Posted on 08 June, 2011 Back to news home

NATO intensifies strikes on Tripoli as Gaddafi remains adamant
 


The city of Tripoli
was on Wednesday rocked with loud explosions as NATO kept up its heaviest bombing of the Libyan capital since air strikes began in March, but Muammar Gaddafi vowed to fight to the end.
 
Attacks continued through Tuesday night into Wednesday morning with warplanes hitting the city several times an hour.
 
Libyan government reacts
 
Gaddafi said planes were overhead and bombs were falling around him as NATO struck on his Bab al-Aziziya compound.
 
"We only have one choice: we will stay in our land dead or alive," he said in a fiery audio address on state television.
 
Government spokesman, Moussa Ibrahim, told reporters that at least 31 people were killed in 60 strikes on Tripoli.
 
"How could the world sleep tonight knowing that armies of such evil are willingly and knowingly attacking a peaceful capital with 60 rockets and killing people ... while there is a way out of this. To sit down, talk and negotiate," Ibrahim said
 
Pressurised to quit
 
A British defence official said several operations carried out by fighter aircraft had targeted Gaddafi's secret police headquarters and a military installation on Tripoli's south western outskirts.
 
US President, Barack Obama said in Washington that there was significant progress in the operation and stressed that it was "just a matter of time before Gaddafi goes".
 
Support for rebels
 
Diplomatic overtures were being made to the rebels by world powers, including Russia and China, despite their misgivings about interference in Libya's affairs.
 
A Russian special envoy for Africa said in the rebel capital of Benghazi
on Tuesday that Gaddafi could no longer represent Libya and that Russia was ready to help in any way possible.
 
In Beijing, the Chinese Foreign Ministry said an Egypt-based Chinese diplomat had visited Benghazi for talks with the rebel-led National Transitional Council.

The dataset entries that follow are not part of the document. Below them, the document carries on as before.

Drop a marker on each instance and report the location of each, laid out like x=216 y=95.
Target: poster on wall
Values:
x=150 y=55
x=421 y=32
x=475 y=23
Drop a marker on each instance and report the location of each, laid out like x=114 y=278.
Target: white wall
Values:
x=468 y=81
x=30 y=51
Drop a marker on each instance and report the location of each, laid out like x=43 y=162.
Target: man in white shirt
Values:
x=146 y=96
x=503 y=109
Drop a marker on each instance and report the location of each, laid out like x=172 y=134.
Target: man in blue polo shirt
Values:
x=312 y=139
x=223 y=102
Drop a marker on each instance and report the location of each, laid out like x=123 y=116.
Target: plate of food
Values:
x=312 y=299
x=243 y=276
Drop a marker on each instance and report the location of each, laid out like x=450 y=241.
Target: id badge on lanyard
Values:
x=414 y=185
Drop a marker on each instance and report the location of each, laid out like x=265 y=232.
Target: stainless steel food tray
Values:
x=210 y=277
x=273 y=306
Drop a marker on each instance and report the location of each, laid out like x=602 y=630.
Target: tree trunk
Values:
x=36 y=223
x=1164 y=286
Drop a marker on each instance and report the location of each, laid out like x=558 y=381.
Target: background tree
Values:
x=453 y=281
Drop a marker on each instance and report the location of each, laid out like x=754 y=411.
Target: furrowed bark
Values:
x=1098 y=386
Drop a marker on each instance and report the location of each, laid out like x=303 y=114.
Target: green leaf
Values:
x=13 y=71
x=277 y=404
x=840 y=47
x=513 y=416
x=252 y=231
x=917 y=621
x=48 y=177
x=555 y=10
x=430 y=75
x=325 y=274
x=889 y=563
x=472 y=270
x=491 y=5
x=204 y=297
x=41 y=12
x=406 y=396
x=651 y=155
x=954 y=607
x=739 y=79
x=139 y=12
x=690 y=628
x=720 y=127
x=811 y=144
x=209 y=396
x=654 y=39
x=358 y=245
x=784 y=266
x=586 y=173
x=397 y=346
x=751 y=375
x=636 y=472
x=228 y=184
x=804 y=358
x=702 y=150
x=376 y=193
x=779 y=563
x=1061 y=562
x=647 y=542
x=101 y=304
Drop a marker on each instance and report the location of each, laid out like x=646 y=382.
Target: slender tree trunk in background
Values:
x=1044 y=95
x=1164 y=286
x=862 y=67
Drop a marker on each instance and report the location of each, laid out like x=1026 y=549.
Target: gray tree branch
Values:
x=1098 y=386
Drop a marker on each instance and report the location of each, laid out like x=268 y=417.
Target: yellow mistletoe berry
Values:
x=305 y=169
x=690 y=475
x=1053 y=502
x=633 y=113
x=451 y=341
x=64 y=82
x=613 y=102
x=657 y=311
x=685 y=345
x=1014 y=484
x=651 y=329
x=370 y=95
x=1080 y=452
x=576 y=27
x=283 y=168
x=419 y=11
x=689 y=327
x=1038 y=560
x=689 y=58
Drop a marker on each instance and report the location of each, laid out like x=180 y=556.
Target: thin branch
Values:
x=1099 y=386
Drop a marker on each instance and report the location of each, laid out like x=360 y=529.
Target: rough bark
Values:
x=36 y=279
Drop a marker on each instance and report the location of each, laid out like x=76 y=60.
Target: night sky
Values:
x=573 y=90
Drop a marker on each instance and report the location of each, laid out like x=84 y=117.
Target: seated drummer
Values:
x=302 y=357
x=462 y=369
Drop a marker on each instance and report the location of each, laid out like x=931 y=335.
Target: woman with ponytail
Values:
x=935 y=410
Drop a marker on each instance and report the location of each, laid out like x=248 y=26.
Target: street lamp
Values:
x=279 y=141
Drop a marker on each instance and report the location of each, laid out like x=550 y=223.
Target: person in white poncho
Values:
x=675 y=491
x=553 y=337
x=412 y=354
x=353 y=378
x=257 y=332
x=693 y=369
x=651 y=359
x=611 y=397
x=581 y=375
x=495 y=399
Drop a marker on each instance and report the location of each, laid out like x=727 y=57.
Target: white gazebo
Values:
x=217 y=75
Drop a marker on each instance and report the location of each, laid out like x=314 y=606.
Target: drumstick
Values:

The Libya contact group of Western and Arab countries agreed in May to provide millions of dollars in non-military aid to help the rebels keep services and the economy running.
 
They meet on Thursday in the United Arab Emirates to discuss rebel plans and financing for them.
 
Rebels broke siege
 
Rebels control the east of Libya, the western city of Misrata and the range of mountains near the border with Tunisia.
 
The rebels have been unable to advance into the capital against Gaddafi's better-equipped fighters.
 
Gaddafi's forces pulled back to high ground in the Western Mountains outside Yafran, 130 km (80 miles) southwest of Tripoli.
 
However, on Monday, the rebels broke a long government siege of the town.
 
A rebel commander in Zintan, in the same region, said Gaddafi's forces were massing on Tuesday in their biggest numbers in the area since the start of the conflict.
 
Gaddafi’s son reacts
 
Al-Saedi Gaddafi, one of Gaddafi's sons, in a state television broadcast said that the fighting in Libya was an attempt by Islamists to seize power.
 
"(Muslim) Brotherhood members, Jihadists and Takfiris (other Islamist fundamentalists) should not dream to return to Libya to take charge of it," he said.
 
"This is a battle of principles. The leader (Muammar Gaddafi) and the Libyan people have nothing to do with it," he stressed.